Touch Panel Control System Errors

Dave_UK · August 2010

Has anyone experienced high numbers of what would appear to be random touch panel errors being reported in RMS ?

By high, I mean around 1,000+ events over a couple of days and by random, I mean from different venues / different times / durations.

The problem appears to come and go - one week there will be no errors logged, then the next there will be a burst of errors, then it behaves normally again. Next week it could be a different venue, some weeks multiple venues, then nothing for month.

What I have established is that when the problem appears, the panels also fail to respond to ping requests. (I have a machine pinging all the panels and the netlinx masters and logging the results.) The panels fail to respond to a ping whenever RMS logs a control system error, so it looks as if RMS is correctly reporting the control system error.

When a panel fails to respond to a ping request, it usually will respond on the next one (15s sampling), so its not as if the panel is going off-line for long periods of time. Just seems to go on and off-line, and hence the high number of log entries in RMS.

The touch panels and netlinx master in each case are connected to the same Ethernet switch, on the same VLANs. The netlinx master always responds to ping requests, so whatever is going on is just affecting the touch panels.

Our networking team can't see any faults with the network connectivity, and our AMX contract programmer swears it's not their programming. This has been going on for almost a year now with no obvious pattern emerging.

Anyone experienced anything like this ?

Dave

annuello · August 2010

We haven't seen this on our wired panels (CV7 & 700vi, all running firmware v2.86.24). The wireless panels (MVP-8400 with firmware v2.86.50) drop offline frequently, but that is probably due to the wireless lease being limited to X hours, after which the panel renegotiates a connection.

It doesn't sound like a programming issue to me, if the panel can't be pinged. The only exception would be if there is code on the master to reboot the panel under a special condition. The NIC would come online before the reboot finishes, but the panel would still take 40 seconds to re-establish comms with the master. Check your RMS history for the panels to see how long they are offline for. If it is just 10 or 15 seconds then you know the panel isn't rebooting, which points to the network infrastructure. I'd expect that rebooting panels would also attract large complaints from the end users.

Silly question: Are your patch leads crimped "in house" or are they commercially purchased pre-moulded leads? We use pre-moulded patch leads at both the panel and switch wherever possible, since crimped cables are often crimped poorly by people who are in a rush.
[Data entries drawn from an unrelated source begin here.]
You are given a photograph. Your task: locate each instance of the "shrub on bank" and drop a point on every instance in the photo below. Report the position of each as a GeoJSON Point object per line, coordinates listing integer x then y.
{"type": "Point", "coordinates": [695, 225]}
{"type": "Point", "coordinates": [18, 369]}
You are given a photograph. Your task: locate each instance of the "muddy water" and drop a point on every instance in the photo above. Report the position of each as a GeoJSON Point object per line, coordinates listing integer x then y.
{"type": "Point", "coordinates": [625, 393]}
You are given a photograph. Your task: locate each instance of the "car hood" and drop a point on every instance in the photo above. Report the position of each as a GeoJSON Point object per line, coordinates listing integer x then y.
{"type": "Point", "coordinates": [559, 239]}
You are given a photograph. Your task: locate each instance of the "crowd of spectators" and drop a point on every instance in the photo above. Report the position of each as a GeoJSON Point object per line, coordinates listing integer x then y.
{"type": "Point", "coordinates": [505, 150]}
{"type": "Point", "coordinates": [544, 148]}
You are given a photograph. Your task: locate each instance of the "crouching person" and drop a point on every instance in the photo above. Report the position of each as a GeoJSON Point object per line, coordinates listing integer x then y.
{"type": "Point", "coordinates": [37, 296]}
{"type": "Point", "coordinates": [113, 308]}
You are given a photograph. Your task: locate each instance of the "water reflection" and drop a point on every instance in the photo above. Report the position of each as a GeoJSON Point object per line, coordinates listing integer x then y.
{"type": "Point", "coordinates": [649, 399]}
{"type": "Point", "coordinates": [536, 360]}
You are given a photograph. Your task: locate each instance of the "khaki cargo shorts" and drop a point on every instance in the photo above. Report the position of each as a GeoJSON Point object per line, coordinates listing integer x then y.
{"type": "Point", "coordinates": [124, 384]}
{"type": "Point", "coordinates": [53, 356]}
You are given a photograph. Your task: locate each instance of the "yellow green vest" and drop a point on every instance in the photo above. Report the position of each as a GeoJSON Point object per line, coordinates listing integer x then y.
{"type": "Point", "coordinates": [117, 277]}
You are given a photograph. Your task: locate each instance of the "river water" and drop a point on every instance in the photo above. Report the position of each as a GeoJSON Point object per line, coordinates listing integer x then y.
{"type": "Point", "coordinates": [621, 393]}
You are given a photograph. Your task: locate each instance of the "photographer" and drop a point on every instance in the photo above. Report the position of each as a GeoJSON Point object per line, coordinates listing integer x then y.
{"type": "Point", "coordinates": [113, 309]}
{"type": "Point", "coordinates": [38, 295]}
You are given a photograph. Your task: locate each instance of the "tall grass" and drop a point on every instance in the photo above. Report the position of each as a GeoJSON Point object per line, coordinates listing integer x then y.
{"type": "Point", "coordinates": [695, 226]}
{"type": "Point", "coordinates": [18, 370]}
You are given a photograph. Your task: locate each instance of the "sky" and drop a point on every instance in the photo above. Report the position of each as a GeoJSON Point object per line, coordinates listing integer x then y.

Slight vibrations/bumps/thermalChanges can effect such leads.

Yours,
Roger McLean
Swinburne University

Dave_UK · August 2010

Thanks Roger,

The panels in question are CV5, 500vi, & 1000vi

At times, RMS is showing errors as close as 5 seconds apart, so I had ruled out rebooting.

Most of the cabling I have seen so far has used pre-molded connectors. However, if this was the problem, then I'd expect it to affect the masters as well as the touch panels. The last spate saw six touch panels affected with 1000+ log entries and in that same period, the masters responded to every ping request. If it was cables, then I'd also expect that the networking team would be seeing a high number of link drops on the switch ports.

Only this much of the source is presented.